COSMOS Summer 2006, Lab Exercise 4: Assembling Larger Programs and Connecting Them to the Outside World

Today's exercise

In previous lab exercises, we've written programs that perform a variety of tasks on DNA sequences: counting various kinds of nucleotides, finding the presence of gaps, determining the presence or absence of start codons, and, ultimately, finding candidate genes, which is one of our main goals for the first two weeks of the course. As we talked about in lecture yesterday, however, our programs have been limited in their usefulness by the fact that the program's input had to appear in the program.

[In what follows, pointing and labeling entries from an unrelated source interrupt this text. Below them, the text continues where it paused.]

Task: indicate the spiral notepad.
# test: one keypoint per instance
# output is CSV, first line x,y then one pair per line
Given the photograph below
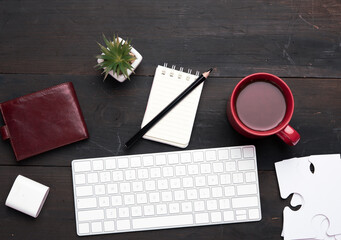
x,y
176,127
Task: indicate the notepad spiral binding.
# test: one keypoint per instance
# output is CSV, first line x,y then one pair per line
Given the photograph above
x,y
181,70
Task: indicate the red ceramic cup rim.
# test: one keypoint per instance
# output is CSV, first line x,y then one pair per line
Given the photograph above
x,y
289,99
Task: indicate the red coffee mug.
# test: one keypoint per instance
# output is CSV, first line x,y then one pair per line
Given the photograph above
x,y
282,130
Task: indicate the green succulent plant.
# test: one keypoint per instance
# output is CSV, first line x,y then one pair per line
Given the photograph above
x,y
116,56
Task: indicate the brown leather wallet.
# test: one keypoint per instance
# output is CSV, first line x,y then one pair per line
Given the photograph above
x,y
43,120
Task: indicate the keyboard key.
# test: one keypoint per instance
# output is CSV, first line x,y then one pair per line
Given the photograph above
x,y
236,153
173,158
155,172
212,180
142,173
157,222
154,197
247,189
174,208
90,215
216,217
198,156
185,157
110,163
162,184
92,177
124,187
199,206
224,203
117,176
200,181
212,204
129,199
186,207
250,177
148,161
83,228
105,177
205,168
136,211
116,200
148,210
130,175
166,196
161,209
96,227
180,170
111,213
193,169
204,193
123,212
228,216
248,152
109,226
150,185
123,224
246,165
168,171
217,192
237,178
137,186
175,183
179,195
80,178
201,218
122,162
187,182
97,165
84,191
82,166
245,202
192,194
86,203
103,201
229,191
99,189
160,160
141,198
218,167
135,162
210,155
254,213
223,154
230,166
225,179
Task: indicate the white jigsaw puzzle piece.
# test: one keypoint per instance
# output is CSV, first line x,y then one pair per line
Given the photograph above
x,y
296,200
294,176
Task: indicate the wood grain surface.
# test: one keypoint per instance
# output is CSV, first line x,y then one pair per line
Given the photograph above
x,y
44,43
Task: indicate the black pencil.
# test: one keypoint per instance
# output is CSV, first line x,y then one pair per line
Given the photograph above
x,y
158,117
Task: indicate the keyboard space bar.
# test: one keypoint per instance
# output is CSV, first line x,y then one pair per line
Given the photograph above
x,y
167,221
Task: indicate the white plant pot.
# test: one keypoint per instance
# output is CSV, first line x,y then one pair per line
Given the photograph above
x,y
121,77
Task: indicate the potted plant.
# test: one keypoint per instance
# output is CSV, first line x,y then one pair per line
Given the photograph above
x,y
118,59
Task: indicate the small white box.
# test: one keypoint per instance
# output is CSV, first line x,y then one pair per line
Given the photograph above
x,y
27,196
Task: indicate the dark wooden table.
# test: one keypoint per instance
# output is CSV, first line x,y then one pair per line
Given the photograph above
x,y
44,43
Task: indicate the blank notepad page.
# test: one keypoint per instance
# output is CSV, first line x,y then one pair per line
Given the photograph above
x,y
176,127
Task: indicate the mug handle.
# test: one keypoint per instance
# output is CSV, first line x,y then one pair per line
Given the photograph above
x,y
289,135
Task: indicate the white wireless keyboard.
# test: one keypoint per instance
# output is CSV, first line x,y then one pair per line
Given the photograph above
x,y
166,190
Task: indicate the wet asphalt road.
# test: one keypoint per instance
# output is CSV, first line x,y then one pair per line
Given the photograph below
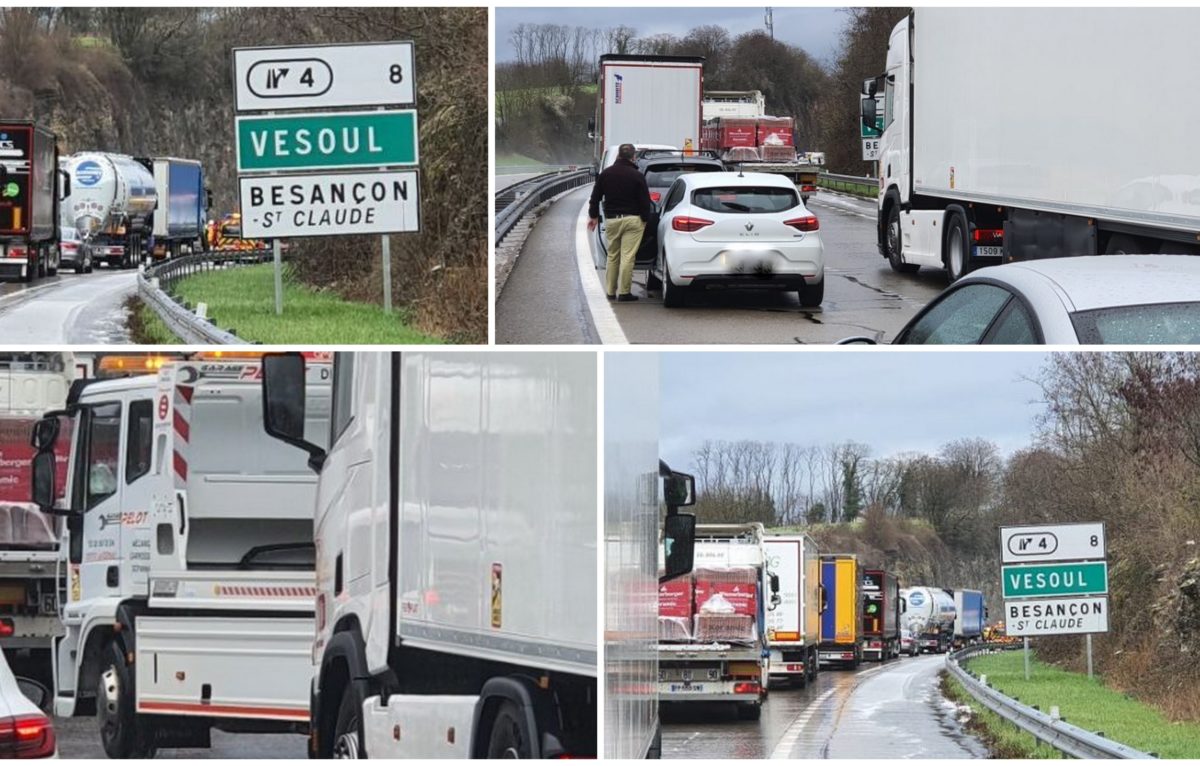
x,y
85,309
882,711
543,304
78,737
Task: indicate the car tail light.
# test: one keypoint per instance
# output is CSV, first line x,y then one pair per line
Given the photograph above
x,y
988,237
688,223
808,223
27,736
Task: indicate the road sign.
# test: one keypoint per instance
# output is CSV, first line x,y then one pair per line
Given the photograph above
x,y
365,75
327,141
1059,616
330,204
1089,578
1051,542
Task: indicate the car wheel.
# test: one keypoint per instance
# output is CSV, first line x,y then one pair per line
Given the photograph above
x,y
892,244
958,250
510,736
673,295
813,294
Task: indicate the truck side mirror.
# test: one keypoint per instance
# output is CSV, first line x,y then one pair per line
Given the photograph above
x,y
869,112
283,404
679,490
678,545
43,480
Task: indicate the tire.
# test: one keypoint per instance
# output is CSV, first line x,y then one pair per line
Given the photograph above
x,y
349,741
892,244
749,711
813,294
120,732
673,295
510,736
957,249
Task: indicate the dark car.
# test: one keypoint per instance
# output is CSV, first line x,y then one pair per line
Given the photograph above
x,y
661,168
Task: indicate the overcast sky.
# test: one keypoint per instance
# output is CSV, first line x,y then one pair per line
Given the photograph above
x,y
815,30
891,401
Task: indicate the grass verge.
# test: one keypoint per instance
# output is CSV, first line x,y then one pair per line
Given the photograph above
x,y
1090,705
243,300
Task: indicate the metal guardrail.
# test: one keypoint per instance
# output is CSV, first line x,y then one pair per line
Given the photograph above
x,y
514,202
1056,732
156,283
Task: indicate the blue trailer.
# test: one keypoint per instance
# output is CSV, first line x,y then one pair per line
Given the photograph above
x,y
181,214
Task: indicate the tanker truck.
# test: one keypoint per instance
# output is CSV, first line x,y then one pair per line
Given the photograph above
x,y
929,615
112,201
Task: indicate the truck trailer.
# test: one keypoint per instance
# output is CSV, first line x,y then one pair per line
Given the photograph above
x,y
181,209
189,555
841,622
456,552
793,627
31,190
881,615
984,157
112,202
646,100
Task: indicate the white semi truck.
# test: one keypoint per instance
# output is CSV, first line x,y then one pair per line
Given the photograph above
x,y
631,527
646,100
456,552
793,627
189,555
1018,133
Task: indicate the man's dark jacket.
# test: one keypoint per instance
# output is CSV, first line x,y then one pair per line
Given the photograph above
x,y
624,191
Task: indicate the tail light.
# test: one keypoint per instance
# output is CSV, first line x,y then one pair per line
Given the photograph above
x,y
688,223
27,736
808,223
988,237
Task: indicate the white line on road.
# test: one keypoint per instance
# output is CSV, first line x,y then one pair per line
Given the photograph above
x,y
603,316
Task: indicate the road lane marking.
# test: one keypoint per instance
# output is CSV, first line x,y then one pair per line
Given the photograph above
x,y
604,318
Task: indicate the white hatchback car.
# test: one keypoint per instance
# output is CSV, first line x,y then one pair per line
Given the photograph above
x,y
25,731
737,231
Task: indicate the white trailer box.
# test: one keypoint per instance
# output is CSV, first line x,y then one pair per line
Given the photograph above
x,y
1017,113
631,531
649,100
793,627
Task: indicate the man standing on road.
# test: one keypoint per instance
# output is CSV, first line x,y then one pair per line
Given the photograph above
x,y
627,208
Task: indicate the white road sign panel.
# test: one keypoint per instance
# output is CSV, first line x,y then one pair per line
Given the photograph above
x,y
1057,616
365,75
330,204
1051,542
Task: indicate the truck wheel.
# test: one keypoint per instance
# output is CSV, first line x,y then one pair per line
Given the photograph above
x,y
119,731
509,736
813,294
749,711
892,244
957,249
348,737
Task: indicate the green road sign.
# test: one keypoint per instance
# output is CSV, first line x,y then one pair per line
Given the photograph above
x,y
1032,580
869,132
327,141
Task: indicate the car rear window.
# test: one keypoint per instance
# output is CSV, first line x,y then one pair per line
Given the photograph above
x,y
1145,324
666,174
745,199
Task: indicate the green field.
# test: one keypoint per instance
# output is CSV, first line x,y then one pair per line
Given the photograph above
x,y
243,299
1086,704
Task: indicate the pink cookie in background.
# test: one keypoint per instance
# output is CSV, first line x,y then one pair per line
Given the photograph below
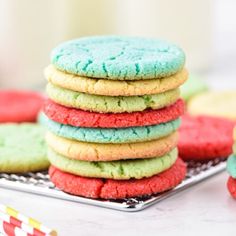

A better program is one that can interact with the world outside of itself. At minimum, we'd like our programs to be able to take their input from external sources — a human user typing the input into the program, files containing the input, or even directly from the Internet — so that they're not limited to processing input stored in the program. This ability makes the programs much easier to use, which also makes them much easier to test, since you can repeatedly give them different input and see whether your program behaves as it should.

Today's task is to assemble some of the pieces that we've built throughout the course into more "complete" programs that are able to get their input from the outside world — human users and files.

Pair up! (Optional)

As always, you're welcome and encouraged to pair up, though it is optional, so if you prefer to work alone, you can. If you pair up, work in the same way you have previously: one computer shared between the two of you, one person "driving," the other watching, and the keyboard changing hands at least once every fifteen minutes.

Today's problems

Today's problems focus on taking existing programs that we've built previously and connecting them to input sources. For today, we'll concentrate on two input formats:

DNA sequences typed by a human user, as we did in lecture yesterday using raw_input.
DNA sequences read from a text file. Once you introduce the use of files into a program, it becomes necessary to define the file format, which is the set of rules that the data inside the file must follow. Today, we'll use a simple file format that I'll call AlexDNA format:
- AlexDNA format is a text file format. It consists of a sequence of lines, with each line being one of the following:
  - A blank line. Blank lines should be ignored by your program, but will help to break a large input file into pieces.
  - A comment. Comments are lines that begin with a '#' character. Comments should also be ignored by your program.
  - A DNA sequence, entered as a sequence of 'A,' 'C,' 'T,' or 'G' characters on one line.
  - An example of an AlexDNA file is here. In IDLE, create a new window as though you were going to write a Python program; copy and paste the contents of the AlexDNA file into that window, then save it with the name "alexdna.txt".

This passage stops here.